The human brain seems to mostly operate using a default binary operational system. Our experience of the world often seems to come to us in the form of either/or choices between two mutually exclusive options. This expresses itself in what philosophers call dichotomies. It appears that this binary approach to thinking and decision making is inbuilt but also reinforced by cultural and historical factors. Whilst there are clear practical advantages to reducing every choice to black or white options, there is a danger that it creates reductive, shallow, misleading and potentially confrontational attitudes. TOK at its best challenges this dualistic approach and through embracing open-endedness and fuzzy logic encourages people to think in more subtle, measured and sophisticated ways.
There may be some very good reasons as to why our brains tend to operate largely using this binary system. For a start it makes decision making much easier and time efficient. Just imagine if one naturally assessed all possible options before making any kind of decision. We would be forever dithering between a seemingly infinite range of options and would probably be in a state of semi-permanent procrastination. This is a familiar feeling for many of us as we constantly try to whittle down the multitude of options we are bombarded with whenever we wish to purchase anything.
In Western culture this dualistic approach has been dominant for millenia and most probably owes its significant influence to the pervasive presence of Plato and Aristotle. Plato’s dualism may have lost ground to a more monistic and materialist take on the world, but there is no doubt that it has left its mark on many aspects of Western thinking. Aristotle’s categorization of the natural world has a clear practical purpose but tends to highlight the separateness of things rather than what they have in common. It puts everything in boxes and encourages the view that what belongs to one box doesn’t have any connection with whatever belongs to other boxes. Thinking outside the box is therefore not enough, thinking that breaks down the box is what is required.
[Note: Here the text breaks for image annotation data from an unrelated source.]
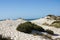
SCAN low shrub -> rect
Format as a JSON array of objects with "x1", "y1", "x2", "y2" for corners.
[
  {"x1": 46, "y1": 29, "x2": 54, "y2": 35},
  {"x1": 51, "y1": 21, "x2": 60, "y2": 28},
  {"x1": 16, "y1": 22, "x2": 44, "y2": 33},
  {"x1": 0, "y1": 35, "x2": 12, "y2": 40}
]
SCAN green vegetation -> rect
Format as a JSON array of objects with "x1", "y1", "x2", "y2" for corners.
[
  {"x1": 0, "y1": 35, "x2": 12, "y2": 40},
  {"x1": 17, "y1": 22, "x2": 45, "y2": 33},
  {"x1": 51, "y1": 21, "x2": 60, "y2": 28},
  {"x1": 46, "y1": 29, "x2": 54, "y2": 35}
]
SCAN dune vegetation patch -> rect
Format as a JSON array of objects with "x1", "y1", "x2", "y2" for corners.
[
  {"x1": 16, "y1": 22, "x2": 54, "y2": 35},
  {"x1": 0, "y1": 35, "x2": 12, "y2": 40},
  {"x1": 16, "y1": 22, "x2": 45, "y2": 33},
  {"x1": 51, "y1": 21, "x2": 60, "y2": 28}
]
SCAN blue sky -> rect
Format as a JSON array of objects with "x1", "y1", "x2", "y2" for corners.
[{"x1": 0, "y1": 0, "x2": 60, "y2": 19}]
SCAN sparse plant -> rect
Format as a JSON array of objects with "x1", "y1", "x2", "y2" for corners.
[
  {"x1": 0, "y1": 35, "x2": 12, "y2": 40},
  {"x1": 51, "y1": 21, "x2": 60, "y2": 28},
  {"x1": 17, "y1": 22, "x2": 45, "y2": 33},
  {"x1": 46, "y1": 29, "x2": 54, "y2": 35}
]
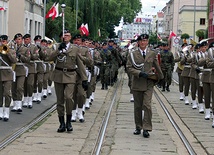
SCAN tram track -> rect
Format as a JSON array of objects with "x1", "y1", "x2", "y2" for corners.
[{"x1": 0, "y1": 104, "x2": 56, "y2": 151}]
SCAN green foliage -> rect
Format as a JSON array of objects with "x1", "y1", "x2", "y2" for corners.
[
  {"x1": 46, "y1": 0, "x2": 142, "y2": 40},
  {"x1": 196, "y1": 30, "x2": 205, "y2": 38},
  {"x1": 181, "y1": 33, "x2": 190, "y2": 39}
]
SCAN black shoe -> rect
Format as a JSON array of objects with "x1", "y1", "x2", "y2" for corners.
[
  {"x1": 143, "y1": 130, "x2": 150, "y2": 138},
  {"x1": 133, "y1": 129, "x2": 141, "y2": 135}
]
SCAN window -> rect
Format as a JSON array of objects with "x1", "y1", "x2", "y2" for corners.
[{"x1": 200, "y1": 18, "x2": 205, "y2": 25}]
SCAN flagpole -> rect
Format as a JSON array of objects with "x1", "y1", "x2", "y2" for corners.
[
  {"x1": 43, "y1": 0, "x2": 46, "y2": 38},
  {"x1": 61, "y1": 4, "x2": 66, "y2": 38}
]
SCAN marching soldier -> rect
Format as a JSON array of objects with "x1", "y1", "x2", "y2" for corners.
[
  {"x1": 33, "y1": 35, "x2": 47, "y2": 104},
  {"x1": 127, "y1": 34, "x2": 163, "y2": 138},
  {"x1": 0, "y1": 35, "x2": 16, "y2": 121},
  {"x1": 71, "y1": 34, "x2": 93, "y2": 122},
  {"x1": 189, "y1": 44, "x2": 201, "y2": 109},
  {"x1": 198, "y1": 41, "x2": 212, "y2": 120},
  {"x1": 23, "y1": 34, "x2": 39, "y2": 109},
  {"x1": 181, "y1": 44, "x2": 192, "y2": 105},
  {"x1": 174, "y1": 43, "x2": 187, "y2": 100},
  {"x1": 48, "y1": 29, "x2": 87, "y2": 132},
  {"x1": 100, "y1": 42, "x2": 112, "y2": 90},
  {"x1": 11, "y1": 33, "x2": 31, "y2": 113},
  {"x1": 160, "y1": 43, "x2": 175, "y2": 92},
  {"x1": 207, "y1": 42, "x2": 214, "y2": 128}
]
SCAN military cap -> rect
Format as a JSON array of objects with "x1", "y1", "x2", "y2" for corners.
[
  {"x1": 13, "y1": 33, "x2": 22, "y2": 40},
  {"x1": 209, "y1": 42, "x2": 214, "y2": 48},
  {"x1": 181, "y1": 43, "x2": 188, "y2": 47},
  {"x1": 195, "y1": 44, "x2": 201, "y2": 50},
  {"x1": 73, "y1": 34, "x2": 82, "y2": 39},
  {"x1": 23, "y1": 34, "x2": 31, "y2": 39},
  {"x1": 102, "y1": 41, "x2": 107, "y2": 46},
  {"x1": 137, "y1": 34, "x2": 149, "y2": 41},
  {"x1": 33, "y1": 35, "x2": 42, "y2": 41},
  {"x1": 0, "y1": 35, "x2": 8, "y2": 40},
  {"x1": 59, "y1": 29, "x2": 71, "y2": 38},
  {"x1": 41, "y1": 39, "x2": 48, "y2": 43},
  {"x1": 201, "y1": 41, "x2": 208, "y2": 46}
]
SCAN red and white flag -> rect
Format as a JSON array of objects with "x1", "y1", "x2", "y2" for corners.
[
  {"x1": 0, "y1": 7, "x2": 5, "y2": 11},
  {"x1": 157, "y1": 33, "x2": 162, "y2": 41},
  {"x1": 98, "y1": 29, "x2": 101, "y2": 37},
  {"x1": 79, "y1": 24, "x2": 89, "y2": 36},
  {"x1": 168, "y1": 31, "x2": 176, "y2": 40},
  {"x1": 45, "y1": 3, "x2": 59, "y2": 20}
]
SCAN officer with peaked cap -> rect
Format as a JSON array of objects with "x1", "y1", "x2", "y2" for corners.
[
  {"x1": 0, "y1": 35, "x2": 16, "y2": 121},
  {"x1": 48, "y1": 29, "x2": 87, "y2": 132},
  {"x1": 127, "y1": 34, "x2": 163, "y2": 138}
]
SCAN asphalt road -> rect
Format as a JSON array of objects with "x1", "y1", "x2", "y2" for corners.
[{"x1": 0, "y1": 88, "x2": 56, "y2": 143}]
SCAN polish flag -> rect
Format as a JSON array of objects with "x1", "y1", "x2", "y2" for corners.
[
  {"x1": 45, "y1": 3, "x2": 59, "y2": 20},
  {"x1": 98, "y1": 29, "x2": 101, "y2": 37},
  {"x1": 79, "y1": 24, "x2": 89, "y2": 36},
  {"x1": 0, "y1": 7, "x2": 5, "y2": 11},
  {"x1": 157, "y1": 33, "x2": 162, "y2": 41},
  {"x1": 168, "y1": 31, "x2": 176, "y2": 40}
]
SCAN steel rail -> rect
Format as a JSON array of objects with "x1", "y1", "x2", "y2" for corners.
[
  {"x1": 0, "y1": 104, "x2": 56, "y2": 150},
  {"x1": 91, "y1": 71, "x2": 123, "y2": 155},
  {"x1": 154, "y1": 90, "x2": 196, "y2": 155}
]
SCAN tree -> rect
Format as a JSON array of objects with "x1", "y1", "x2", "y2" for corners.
[
  {"x1": 46, "y1": 0, "x2": 142, "y2": 39},
  {"x1": 196, "y1": 30, "x2": 205, "y2": 41}
]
This feeling should also be familiar in the area of education where dichotomies of choice seem almost the norm. Questions in many subjects are often set up as if assuming that any answer given must be A or B, or maybe even a balance between the two. If learning and knowledge are generally assessed using this black or white system, it would be natural to tend to see what can be known as choosing between two often mutually exclusive alternatives. This is driven it seems by a need to quantify all aspects of learning and to give some value to one answer over another. Whilst it works well in terms of producing clearly manageable results, it tends to make learning target driven and less open-ended than it might or ought to be.
Taking a step or two back from the whole system however yields some interesting insights. There is no doubt that dichotomies pervade much of human thinking and that they have their place. One could make a very long list of such either/or views (good/evil, right/wrong, true/false, knowledge/belief, fact/value, subject/object, rationalism/empiricism…). Black or white thinking seems to dominate and, I would argue, leads to an impoverished experience of the world and a mindset which does not easily accept the possibility of multiple true answers. This in turns can lead to favour exclusive rather than inclusive attitudes and to nurturing closed-mindedness rather than open-mindedness.
Black or white, may be perfectly acceptable options when choosing how to have your coffee, but when it pervades a whole way of life and learning it can have misleading if not damaging implications. The role of TOK is to break down this binary monopoly, so to speak, and open our eyes to a more graduated, subtle and multifaceted concept of knowledge and truth. Teaching our students to spot binary thinking and to challenge it is not easily achieved, but I would argue, once it becomes of habit it will make them better thinkers and therefore better learners.